Today I played again with a scenario which is not using the ip for the groupby field. Instead I’m using the IsoCode.
type: leaky
format: 2.0
name: bu/tariffs-by-country
description: "detect too many requests to tariffs endpoint from outside DE"
filter: "evt.Meta.log_type == 'http_access-log' && evt.Enriched.IsoCode != 'DE' && evt.Parsed.request startsWith '/desktopapi/tariffs/'"
leakspeed: "60s"
capacity: 4
groupby: evt.Enriched.IsoCode
blackhole: 0
reprocess: true
debug: true
labels:
service: http
type: crawler-check
remediation: true
What I wanted to achieve is, that all requests from outside Germany to a specific url will be counted and grouped by the country. When more requests than allowed in capacity, the bucket for the current country should overflow and I expect a decision and alert for each IP.
When I run my testscenario and I observe the decision list with watch cscli decision list. I seen an alert for the ip ending with 155, but not for the 154
this is my testdata
May 8 11:51:23 anyserver.intern.bu.xxx.de haproxy[948]: 178.190.110.154:50993 [08/May/2022:11:51:16.264] public~ desktopapi/desktopapi-02 0/0/1/7038/7039 200 5087 - - ---- 212/208/0/0/0 0/0 {Mozilla/5.0 (Windows NT 10.0; Win64; x64) AppleWebKit/537.36 (KHTML, like Gecko) Chrome/101.0.4951.54 Safari/537.36} "POST /desktopapi/tariffs/insurances HTTP/2.0"

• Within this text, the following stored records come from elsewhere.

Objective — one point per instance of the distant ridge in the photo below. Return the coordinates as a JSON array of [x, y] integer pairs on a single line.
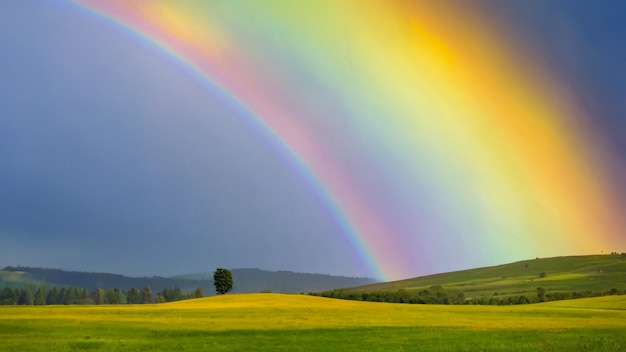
[[245, 280], [257, 280], [589, 273]]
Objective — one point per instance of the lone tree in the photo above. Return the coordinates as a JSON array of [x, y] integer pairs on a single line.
[[223, 280]]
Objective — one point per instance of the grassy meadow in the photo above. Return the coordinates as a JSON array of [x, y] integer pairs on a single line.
[[597, 273], [277, 322]]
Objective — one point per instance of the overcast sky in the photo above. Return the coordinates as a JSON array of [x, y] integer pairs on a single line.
[[116, 158]]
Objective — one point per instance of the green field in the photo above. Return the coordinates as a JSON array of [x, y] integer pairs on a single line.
[[597, 273], [275, 322]]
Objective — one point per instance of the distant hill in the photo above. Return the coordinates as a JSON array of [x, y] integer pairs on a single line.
[[257, 280], [597, 273], [245, 280]]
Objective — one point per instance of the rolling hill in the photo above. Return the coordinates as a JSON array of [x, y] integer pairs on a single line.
[[245, 280], [559, 274]]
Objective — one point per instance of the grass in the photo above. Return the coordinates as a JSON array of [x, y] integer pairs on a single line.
[[259, 322], [563, 274]]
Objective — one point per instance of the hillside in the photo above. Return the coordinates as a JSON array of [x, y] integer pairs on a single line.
[[245, 280], [257, 280], [560, 274]]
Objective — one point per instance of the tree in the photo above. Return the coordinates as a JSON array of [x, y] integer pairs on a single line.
[[28, 297], [99, 296], [40, 296], [146, 295], [198, 293], [223, 280]]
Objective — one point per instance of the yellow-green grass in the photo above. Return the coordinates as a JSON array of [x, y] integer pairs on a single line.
[[562, 274], [304, 323]]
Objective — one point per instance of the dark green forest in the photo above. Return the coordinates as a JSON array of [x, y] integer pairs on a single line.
[[80, 295]]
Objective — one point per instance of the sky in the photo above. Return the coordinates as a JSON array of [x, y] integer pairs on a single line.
[[387, 139]]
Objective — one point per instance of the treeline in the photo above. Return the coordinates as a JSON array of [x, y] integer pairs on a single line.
[[93, 281], [439, 295], [80, 295], [435, 295]]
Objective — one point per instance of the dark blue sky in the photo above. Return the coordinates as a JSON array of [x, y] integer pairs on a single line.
[[115, 158]]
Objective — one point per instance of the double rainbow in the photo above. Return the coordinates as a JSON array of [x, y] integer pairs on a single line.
[[431, 133]]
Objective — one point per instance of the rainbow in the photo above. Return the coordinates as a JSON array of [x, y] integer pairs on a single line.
[[430, 133]]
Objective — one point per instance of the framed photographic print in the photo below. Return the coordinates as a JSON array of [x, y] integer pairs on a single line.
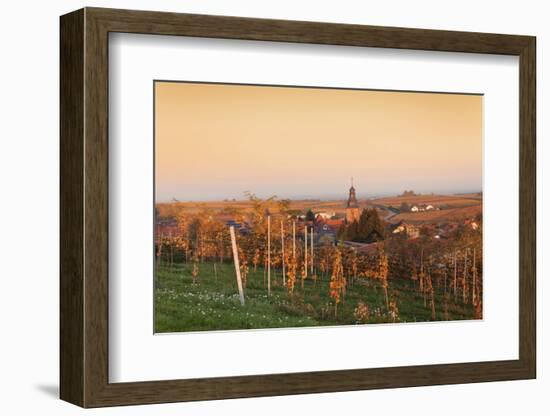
[[255, 207]]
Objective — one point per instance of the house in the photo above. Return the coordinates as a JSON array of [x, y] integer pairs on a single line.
[[324, 216], [411, 231], [327, 230]]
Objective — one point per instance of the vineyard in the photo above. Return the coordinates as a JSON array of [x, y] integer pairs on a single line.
[[254, 268]]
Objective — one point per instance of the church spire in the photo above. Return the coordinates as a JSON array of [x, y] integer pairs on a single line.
[[352, 199]]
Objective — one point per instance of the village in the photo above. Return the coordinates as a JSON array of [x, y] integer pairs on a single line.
[[406, 258], [436, 216]]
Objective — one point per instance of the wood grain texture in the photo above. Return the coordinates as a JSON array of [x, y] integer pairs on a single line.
[[71, 208], [84, 207]]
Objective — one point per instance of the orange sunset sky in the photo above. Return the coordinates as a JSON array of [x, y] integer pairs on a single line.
[[215, 141]]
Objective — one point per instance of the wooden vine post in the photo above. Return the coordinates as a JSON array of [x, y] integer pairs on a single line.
[[269, 255], [311, 247], [305, 251], [283, 251], [236, 261]]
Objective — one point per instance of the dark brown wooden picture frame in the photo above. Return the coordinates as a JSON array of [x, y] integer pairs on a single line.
[[84, 207]]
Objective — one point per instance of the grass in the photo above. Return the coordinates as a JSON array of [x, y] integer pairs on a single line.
[[212, 303]]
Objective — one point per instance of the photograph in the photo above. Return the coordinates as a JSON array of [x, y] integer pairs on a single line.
[[282, 206]]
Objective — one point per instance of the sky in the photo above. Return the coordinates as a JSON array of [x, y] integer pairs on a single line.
[[216, 141]]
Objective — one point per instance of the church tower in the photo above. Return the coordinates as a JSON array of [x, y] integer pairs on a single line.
[[352, 207]]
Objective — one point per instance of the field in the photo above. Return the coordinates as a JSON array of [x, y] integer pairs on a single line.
[[452, 214], [299, 269], [212, 303]]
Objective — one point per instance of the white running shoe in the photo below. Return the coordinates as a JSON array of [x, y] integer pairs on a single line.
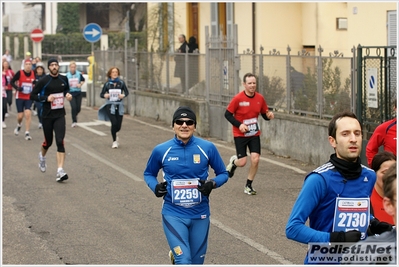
[[231, 167], [27, 137], [115, 144], [61, 176], [171, 257], [42, 163], [16, 131], [249, 190]]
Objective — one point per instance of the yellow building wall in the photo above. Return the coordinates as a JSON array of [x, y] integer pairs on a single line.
[[243, 19], [277, 26], [368, 26], [297, 24], [204, 15]]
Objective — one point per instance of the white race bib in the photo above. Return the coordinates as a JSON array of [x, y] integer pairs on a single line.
[[73, 82], [114, 94], [58, 101], [27, 88], [185, 192], [352, 214], [253, 127]]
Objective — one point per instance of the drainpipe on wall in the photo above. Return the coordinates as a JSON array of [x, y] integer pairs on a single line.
[[253, 26]]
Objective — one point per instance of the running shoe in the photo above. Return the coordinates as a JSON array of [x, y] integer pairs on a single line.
[[249, 190], [61, 176], [172, 257], [42, 163], [16, 131], [231, 167], [115, 144], [27, 137]]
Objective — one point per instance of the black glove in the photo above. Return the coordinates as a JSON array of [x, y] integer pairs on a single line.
[[376, 227], [350, 236], [206, 186], [160, 189]]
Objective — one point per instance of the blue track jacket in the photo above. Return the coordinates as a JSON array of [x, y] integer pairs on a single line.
[[317, 198], [185, 161]]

May 8 11:51:23 anyserver.intern.bu.xxx.de haproxy[948]: 178.190.110.155:50993 [08/May/2022:11:51:16.264] public~ desktopapi/desktopapi-02 0/0/1/7038/7039 200 5087 - - ---- 212/208/0/0/0 0/0 {Mozilla/5.0 (Windows NT 10.0; Win64; x64) AppleWebKit/537.36 (KHTML, like Gecko) Chrome/101.0.4951.54 Safari/537.36} "POST /desktopapi/tariffs/insurances HTTP/2.0"
I just duplicated the data multiple time to simulate multiple requests from two ips.
This is the decision list
+----+----------+--------------------+-----------------------+---------+---------+----------------------------+--------+-----------------+----------+
| ID | SOURCE | SCOPE:VALUE | REASON | ACTION | COUNTRY | AS | EVENTS | EXPIRATION | ALERT ID |
+----+----------+--------------------+-----------------------+---------+---------+----------------------------+--------+-----------------+----------+
| 2 | crowdsec | Ip:178.190.110.155 | bu/tariffs-by-country | captcha | AT | 8447 A1 Telekom Austria AG | 5 | 4m54.795402488s | 2 |
+----+----------+--------------------+-----------------------+---------+---------+----------------------------+--------+-----------------+----------+
1 duplicated entries skipped
In the alerts list, I see two entries for IP 155, but not for 154.
I guess it’s using the wrong IP for the second alert. Is there a bug in Crowdsec or am I doing or thinking something completely wrong. I’m using the haproxy parser and cscli inspect shows me correct two different ip addresses. Thanks for support in advance.